An array of vec4 has the same layout as float[][4] in C: packed 32-bit floats with no padding. An array of vec3 has essentially the same layout (every fourth entry is unused). This is true for both std140 and std430. They differ in that std140 also pads float and vec2 to match a vec4 while std430 doesn’t.

In structures, vec3 and vec4 are aligned to 4-word (16-byte) boundaries, but std430 lets you pack a vec3 followed by a float or a pair of vec2s into a 16-byte block.

Essentially, std140 was designed for hardware where a vec4 was the smallest addressable unit; anything else was just a vec4 with unused fields. std430 relaxes those restrictions, allowing objects to be aligned to 1-word, 2-word or 4-word boundaries (but this still means that vec3s can’t be packed; the fourth word must be padding or a single float field).

Related to std140

Have noticed that OpenGL GLSL support for std430 packing in Uniform Buffer Objects (UBOs) is finally available, for NVIDIA at least:

  • GL_NV_uniform_buffer_std430_layout

It’s definitely in NVIDIA’s recent drivers, but I haven’t seen this new extension show up in the OpenGL Registry yet.

FWIW, Vulkan GLSL has std430 support for UBOs since ~2015, but OpenGL GLSL been stuck with std140 for UBOs until recently.

Related:

Speaking of GL_NV_uniform_buffer_std430_layout.

Since driver release 22.7.1, AMD exposes the existing GL_EXT_scalar_block_layout extension in OpenGL GLSL which also allows using std430 on uniform blocks.
So both NVIDIA and AMD have a way to do it now!

Knowing GL_EXT_scalar_block_layout you might be tempted to try apply the even more useful scalar layout, however attempting to do so gives me the following compile error:

ERROR: 0:140: 'scalar' : only allowed when using GLSL for Vulkan

Here is a small thread regarding that. Sad that we STILL don’t have scalar in OpenGL.

Interesting! Didn’t know about that one:

Like the NVIDIA extension, it’s not on the registry yet:

Plenty of matches for this on the Vulkan side:

But oddly enough, no GL reports alleging GL_EXT_scalar_block_layout support:

Maybe you could upload one :slight_smile:

GL_EXT_scalar_block_layout is technically for Vulkan-GLSL only (requires GL_KHR_vulkan_glsl), so at least in it’s current state I don’t think it will ever be added to the OpenGL registry.
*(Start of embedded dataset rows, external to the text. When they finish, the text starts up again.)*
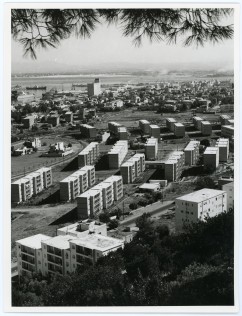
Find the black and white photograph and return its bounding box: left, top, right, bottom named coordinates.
left=4, top=2, right=240, bottom=313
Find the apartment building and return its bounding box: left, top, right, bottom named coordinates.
left=166, top=117, right=176, bottom=132
left=215, top=138, right=229, bottom=162
left=164, top=151, right=185, bottom=181
left=221, top=125, right=234, bottom=139
left=145, top=137, right=158, bottom=160
left=150, top=124, right=160, bottom=142
left=77, top=176, right=123, bottom=219
left=174, top=123, right=185, bottom=137
left=203, top=147, right=219, bottom=169
left=192, top=116, right=203, bottom=131
left=175, top=188, right=227, bottom=231
left=139, top=120, right=150, bottom=135
left=219, top=114, right=231, bottom=125
left=78, top=142, right=100, bottom=168
left=120, top=161, right=135, bottom=184
left=103, top=176, right=124, bottom=201
left=184, top=140, right=200, bottom=166
left=200, top=121, right=212, bottom=136
left=60, top=166, right=95, bottom=201
left=80, top=124, right=97, bottom=138
left=65, top=111, right=73, bottom=123
left=108, top=140, right=128, bottom=169
left=11, top=167, right=52, bottom=203
left=222, top=182, right=234, bottom=210
left=22, top=115, right=35, bottom=128
left=120, top=154, right=145, bottom=183
left=117, top=127, right=129, bottom=140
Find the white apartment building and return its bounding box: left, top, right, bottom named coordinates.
left=215, top=138, right=229, bottom=162
left=87, top=78, right=102, bottom=98
left=184, top=140, right=200, bottom=166
left=60, top=166, right=95, bottom=201
left=203, top=147, right=219, bottom=169
left=117, top=127, right=129, bottom=140
left=221, top=125, right=234, bottom=139
left=166, top=117, right=176, bottom=132
left=77, top=176, right=123, bottom=219
left=16, top=221, right=124, bottom=276
left=219, top=114, right=231, bottom=125
left=165, top=151, right=185, bottom=181
left=192, top=116, right=203, bottom=131
left=145, top=137, right=158, bottom=160
left=120, top=154, right=145, bottom=183
left=139, top=120, right=150, bottom=135
left=78, top=142, right=99, bottom=168
left=150, top=124, right=160, bottom=142
left=11, top=167, right=52, bottom=203
left=120, top=161, right=135, bottom=184
left=200, top=121, right=212, bottom=136
left=175, top=189, right=227, bottom=231
left=222, top=182, right=234, bottom=210
left=108, top=140, right=128, bottom=169
left=174, top=123, right=185, bottom=137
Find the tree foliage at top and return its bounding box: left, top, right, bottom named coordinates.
left=11, top=8, right=233, bottom=59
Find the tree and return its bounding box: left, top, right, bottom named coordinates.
left=11, top=8, right=233, bottom=58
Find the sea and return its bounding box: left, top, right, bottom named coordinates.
left=11, top=73, right=233, bottom=98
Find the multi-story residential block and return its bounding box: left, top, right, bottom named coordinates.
left=219, top=114, right=231, bottom=125
left=145, top=137, right=158, bottom=160
left=60, top=175, right=80, bottom=201
left=165, top=151, right=185, bottom=181
left=215, top=138, right=229, bottom=162
left=117, top=127, right=129, bottom=140
left=184, top=140, right=200, bottom=166
left=77, top=176, right=123, bottom=219
left=22, top=115, right=35, bottom=128
left=166, top=117, right=176, bottom=132
left=80, top=124, right=97, bottom=138
left=120, top=161, right=135, bottom=184
left=103, top=176, right=124, bottom=201
left=47, top=114, right=60, bottom=126
left=87, top=78, right=102, bottom=98
left=120, top=154, right=145, bottom=183
left=77, top=189, right=103, bottom=219
left=200, top=121, right=212, bottom=136
left=16, top=234, right=50, bottom=276
left=108, top=140, right=128, bottom=169
left=139, top=120, right=150, bottom=135
left=192, top=116, right=203, bottom=131
left=78, top=142, right=99, bottom=168
left=174, top=123, right=185, bottom=137
left=11, top=167, right=52, bottom=203
left=221, top=125, right=234, bottom=139
left=222, top=182, right=234, bottom=210
left=175, top=189, right=227, bottom=230
left=203, top=147, right=219, bottom=169
left=150, top=124, right=160, bottom=142
left=65, top=111, right=73, bottom=123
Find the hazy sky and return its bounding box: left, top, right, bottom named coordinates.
left=12, top=12, right=234, bottom=72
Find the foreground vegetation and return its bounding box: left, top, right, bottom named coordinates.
left=12, top=211, right=234, bottom=306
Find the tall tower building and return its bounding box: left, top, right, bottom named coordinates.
left=87, top=78, right=102, bottom=98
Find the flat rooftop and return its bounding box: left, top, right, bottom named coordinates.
left=204, top=147, right=219, bottom=155
left=71, top=234, right=124, bottom=251
left=44, top=235, right=73, bottom=249
left=176, top=189, right=226, bottom=203
left=16, top=234, right=51, bottom=249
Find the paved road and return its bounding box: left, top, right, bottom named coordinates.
left=120, top=201, right=174, bottom=226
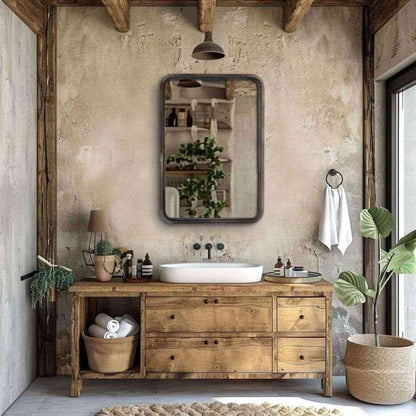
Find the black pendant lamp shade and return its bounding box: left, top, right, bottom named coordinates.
left=192, top=32, right=225, bottom=61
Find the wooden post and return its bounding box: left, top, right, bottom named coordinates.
left=363, top=6, right=377, bottom=333
left=102, top=0, right=130, bottom=32
left=283, top=0, right=313, bottom=32
left=37, top=6, right=57, bottom=376
left=199, top=0, right=217, bottom=33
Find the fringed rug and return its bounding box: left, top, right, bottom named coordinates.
left=96, top=402, right=341, bottom=416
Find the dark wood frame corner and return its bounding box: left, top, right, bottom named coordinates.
left=159, top=74, right=264, bottom=224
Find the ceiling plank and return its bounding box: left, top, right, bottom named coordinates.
left=3, top=0, right=46, bottom=35
left=43, top=0, right=367, bottom=7
left=101, top=0, right=130, bottom=32
left=199, top=0, right=217, bottom=33
left=283, top=0, right=313, bottom=33
left=370, top=0, right=409, bottom=34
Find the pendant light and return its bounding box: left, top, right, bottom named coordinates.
left=192, top=32, right=225, bottom=61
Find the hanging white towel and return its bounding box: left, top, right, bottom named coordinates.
left=88, top=324, right=117, bottom=339
left=95, top=313, right=120, bottom=332
left=319, top=186, right=352, bottom=254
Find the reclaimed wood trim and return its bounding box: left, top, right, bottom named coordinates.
left=283, top=0, right=313, bottom=33
left=101, top=0, right=130, bottom=33
left=363, top=7, right=377, bottom=333
left=198, top=0, right=217, bottom=33
left=44, top=0, right=366, bottom=7
left=37, top=6, right=57, bottom=376
left=71, top=294, right=82, bottom=397
left=68, top=278, right=334, bottom=297
left=369, top=0, right=409, bottom=34
left=3, top=0, right=45, bottom=35
left=146, top=372, right=324, bottom=380
left=139, top=293, right=147, bottom=378
left=323, top=293, right=332, bottom=397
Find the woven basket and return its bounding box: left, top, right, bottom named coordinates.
left=344, top=334, right=415, bottom=404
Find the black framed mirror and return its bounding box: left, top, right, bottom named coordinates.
left=160, top=74, right=264, bottom=223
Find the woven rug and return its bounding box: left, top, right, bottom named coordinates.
left=96, top=402, right=341, bottom=416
I have also noticed that GL_NV_uniform_buffer_std430_layout is not in the OpenGL registry despite being 7 months old, it should be there by now. Might actually be worth opening a ticket for this.

Yep, the AMD driver does not report (most?) extensions added in release 22.7.1.
It’s a bug.


Edit:
I opened a ticket about the missing extension spec in the NVIDIA forum.